Cómo asegurar que el espacio de trabajo se convierta en una herramienta estratégica que genere valor para el negocio.
Una publicación de Contract Workplaces
Mantener ya no significa únicamente conservar. La operación y el mantenimiento han evolucionado hacia un enfoque centrado en el desempeño de los activos, la continuidad del trabajo y la experiencia de uso para convertirse en un motor de ventaja competitiva para las organizaciones. Sin abandonar la gestión técnica de la infraestructura, hoy cobra igual relevancia su funcionamiento real en el uso cotidiano. El objetivo es asegurar su mejor rendimiento para que el espacio físico se convierta en una herramienta estratégica que genere valor para el negocio.
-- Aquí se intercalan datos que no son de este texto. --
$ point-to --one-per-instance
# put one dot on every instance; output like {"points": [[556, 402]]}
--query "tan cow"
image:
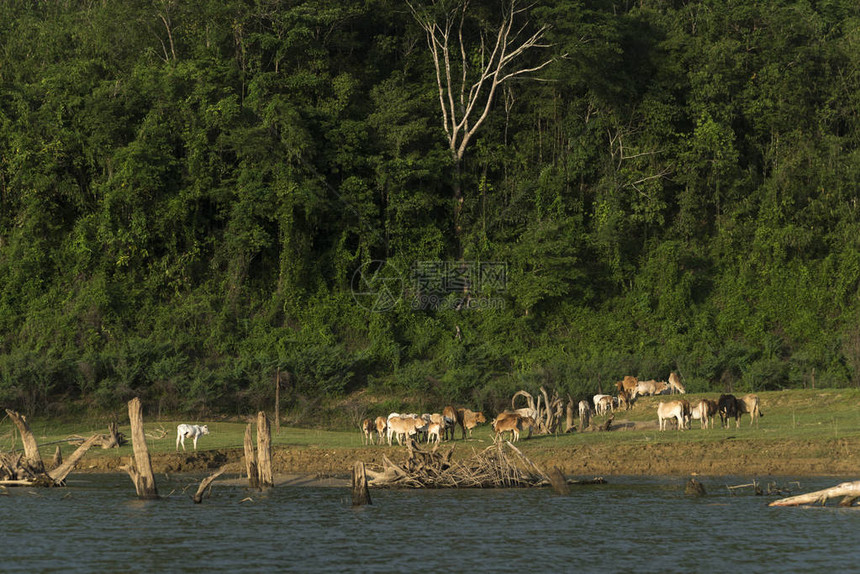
{"points": [[628, 384], [650, 388], [675, 384], [468, 419], [672, 410], [749, 404], [602, 404], [367, 429], [584, 415]]}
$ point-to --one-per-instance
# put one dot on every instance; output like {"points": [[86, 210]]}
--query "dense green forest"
{"points": [[197, 194]]}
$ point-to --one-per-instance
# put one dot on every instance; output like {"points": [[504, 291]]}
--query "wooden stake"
{"points": [[140, 470], [360, 490], [264, 450], [251, 459], [846, 490]]}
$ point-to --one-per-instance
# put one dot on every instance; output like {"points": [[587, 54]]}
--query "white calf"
{"points": [[184, 431]]}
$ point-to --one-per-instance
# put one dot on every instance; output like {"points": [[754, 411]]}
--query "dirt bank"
{"points": [[840, 457]]}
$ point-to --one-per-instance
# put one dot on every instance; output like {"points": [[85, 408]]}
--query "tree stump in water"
{"points": [[58, 458], [360, 490], [694, 488], [32, 458], [140, 470], [264, 450], [198, 496]]}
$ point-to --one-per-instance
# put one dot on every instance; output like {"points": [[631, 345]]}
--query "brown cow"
{"points": [[468, 419], [450, 414], [381, 424], [367, 429], [749, 404], [513, 423], [673, 410], [727, 406], [705, 411]]}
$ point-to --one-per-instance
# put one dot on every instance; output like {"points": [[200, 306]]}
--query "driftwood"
{"points": [[140, 469], [204, 484], [29, 469], [500, 465], [848, 491]]}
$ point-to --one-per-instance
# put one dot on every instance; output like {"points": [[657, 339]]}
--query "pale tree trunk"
{"points": [[251, 459], [140, 469], [848, 491], [31, 448], [264, 450], [468, 87]]}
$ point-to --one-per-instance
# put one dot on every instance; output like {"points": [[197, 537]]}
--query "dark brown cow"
{"points": [[468, 419], [727, 406]]}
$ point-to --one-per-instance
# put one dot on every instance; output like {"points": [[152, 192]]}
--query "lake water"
{"points": [[631, 524]]}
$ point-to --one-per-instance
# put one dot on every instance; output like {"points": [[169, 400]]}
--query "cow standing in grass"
{"points": [[194, 432]]}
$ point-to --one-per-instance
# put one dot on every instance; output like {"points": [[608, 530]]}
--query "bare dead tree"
{"points": [[469, 77]]}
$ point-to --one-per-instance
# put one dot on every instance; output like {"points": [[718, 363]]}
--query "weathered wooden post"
{"points": [[140, 470], [264, 450], [31, 448], [568, 425], [58, 458], [251, 459], [360, 490]]}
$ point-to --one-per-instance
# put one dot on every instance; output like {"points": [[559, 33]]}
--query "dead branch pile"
{"points": [[497, 466], [27, 468]]}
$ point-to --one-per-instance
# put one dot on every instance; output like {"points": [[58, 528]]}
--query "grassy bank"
{"points": [[802, 432]]}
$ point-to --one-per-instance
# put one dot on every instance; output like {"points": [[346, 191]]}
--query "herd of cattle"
{"points": [[441, 426]]}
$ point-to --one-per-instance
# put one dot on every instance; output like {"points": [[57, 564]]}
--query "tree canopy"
{"points": [[196, 195]]}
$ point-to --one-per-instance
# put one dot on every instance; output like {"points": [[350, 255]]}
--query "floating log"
{"points": [[264, 450], [360, 490], [251, 459], [848, 491], [204, 484], [140, 469]]}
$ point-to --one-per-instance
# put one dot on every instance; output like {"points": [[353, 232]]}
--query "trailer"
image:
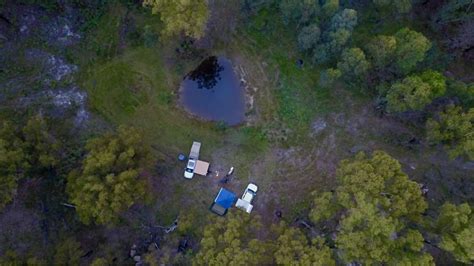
{"points": [[195, 149], [193, 158]]}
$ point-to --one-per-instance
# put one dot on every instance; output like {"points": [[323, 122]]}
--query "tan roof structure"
{"points": [[201, 168]]}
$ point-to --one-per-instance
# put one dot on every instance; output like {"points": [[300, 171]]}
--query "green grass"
{"points": [[298, 96]]}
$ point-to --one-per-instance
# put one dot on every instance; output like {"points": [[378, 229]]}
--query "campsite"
{"points": [[236, 132]]}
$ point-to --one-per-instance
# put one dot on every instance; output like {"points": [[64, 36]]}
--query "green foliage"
{"points": [[298, 12], [108, 181], [353, 63], [231, 241], [68, 252], [456, 227], [453, 12], [308, 37], [373, 205], [411, 49], [11, 258], [396, 6], [369, 237], [416, 91], [463, 91], [149, 36], [337, 35], [381, 50], [293, 248], [346, 19], [328, 77], [181, 16], [99, 262], [12, 162], [455, 129], [329, 8]]}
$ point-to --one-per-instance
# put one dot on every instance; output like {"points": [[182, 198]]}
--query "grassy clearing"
{"points": [[298, 96]]}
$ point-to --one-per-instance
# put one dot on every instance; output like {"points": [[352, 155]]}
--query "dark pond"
{"points": [[212, 91]]}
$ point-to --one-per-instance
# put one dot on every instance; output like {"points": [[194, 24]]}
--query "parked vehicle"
{"points": [[223, 201], [193, 157], [245, 203]]}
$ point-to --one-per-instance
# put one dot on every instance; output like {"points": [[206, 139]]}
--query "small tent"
{"points": [[224, 200]]}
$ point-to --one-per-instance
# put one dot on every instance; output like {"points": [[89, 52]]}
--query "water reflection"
{"points": [[222, 100], [207, 74]]}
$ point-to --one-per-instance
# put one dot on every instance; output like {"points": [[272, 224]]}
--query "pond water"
{"points": [[212, 91]]}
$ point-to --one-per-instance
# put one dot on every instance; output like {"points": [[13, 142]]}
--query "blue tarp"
{"points": [[225, 198]]}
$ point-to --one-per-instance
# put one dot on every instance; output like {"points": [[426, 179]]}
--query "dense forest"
{"points": [[355, 121]]}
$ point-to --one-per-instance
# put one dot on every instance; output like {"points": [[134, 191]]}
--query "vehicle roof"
{"points": [[248, 196], [252, 187], [225, 198]]}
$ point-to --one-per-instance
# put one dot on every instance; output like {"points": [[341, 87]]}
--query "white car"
{"points": [[245, 203], [189, 172]]}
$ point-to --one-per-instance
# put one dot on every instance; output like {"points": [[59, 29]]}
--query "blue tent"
{"points": [[224, 200]]}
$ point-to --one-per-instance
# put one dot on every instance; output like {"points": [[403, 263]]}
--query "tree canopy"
{"points": [[416, 91], [396, 6], [372, 205], [454, 128], [411, 49], [353, 63], [294, 248], [181, 16], [231, 241], [456, 227], [336, 36], [108, 181]]}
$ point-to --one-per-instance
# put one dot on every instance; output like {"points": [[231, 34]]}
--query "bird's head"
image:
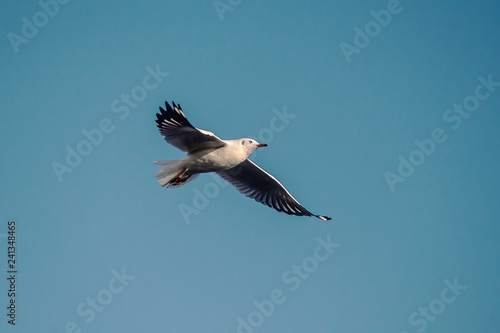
{"points": [[249, 145]]}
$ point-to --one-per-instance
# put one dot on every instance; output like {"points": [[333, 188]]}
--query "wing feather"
{"points": [[249, 179], [178, 131]]}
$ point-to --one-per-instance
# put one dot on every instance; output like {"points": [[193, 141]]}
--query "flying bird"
{"points": [[227, 158]]}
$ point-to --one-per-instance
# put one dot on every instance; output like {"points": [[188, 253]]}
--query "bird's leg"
{"points": [[178, 179]]}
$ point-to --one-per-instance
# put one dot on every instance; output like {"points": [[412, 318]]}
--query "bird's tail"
{"points": [[169, 170]]}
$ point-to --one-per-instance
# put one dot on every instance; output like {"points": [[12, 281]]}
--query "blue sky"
{"points": [[413, 241]]}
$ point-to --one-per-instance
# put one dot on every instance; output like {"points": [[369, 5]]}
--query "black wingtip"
{"points": [[168, 107]]}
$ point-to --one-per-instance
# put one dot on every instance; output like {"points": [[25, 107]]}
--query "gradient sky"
{"points": [[351, 120]]}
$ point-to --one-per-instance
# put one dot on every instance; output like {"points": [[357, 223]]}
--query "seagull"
{"points": [[227, 158]]}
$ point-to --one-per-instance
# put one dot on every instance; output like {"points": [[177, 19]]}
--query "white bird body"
{"points": [[228, 158]]}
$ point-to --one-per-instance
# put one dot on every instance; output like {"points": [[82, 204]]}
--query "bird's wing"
{"points": [[179, 132], [257, 184]]}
Esta evolución responde a que el Facility Management (FM) ha dejado de entenderse como un gasto operativo para convertirse en una función fundamental, un pilar de la productividad y el bienestar. Cuando el edificio funciona –la temperatura es adecuada, las salas están disponibles en tiempo y forma, la acústica permite la concentración y los espacios comunes favorecen el encuentro– nadie lo percibe conscientemente. Lo que sí se percibe es la fricción en la operación, y eso tiene un costo.
El índice Leesman ha documentado que casi tres de cada diez empleados consideran que su espacio de trabajo no les permite trabajar de manera productiva debido a diversos factores tales como el ruido o la falta de privacidad1. Lo que esta cifra revela no es un problema técnico de las instalaciones, sino una brecha en la experiencia: entre el espacio que existe y el espacio que funciona para las personas que lo habitan. Eliminar esta fricción es el trabajo del FM.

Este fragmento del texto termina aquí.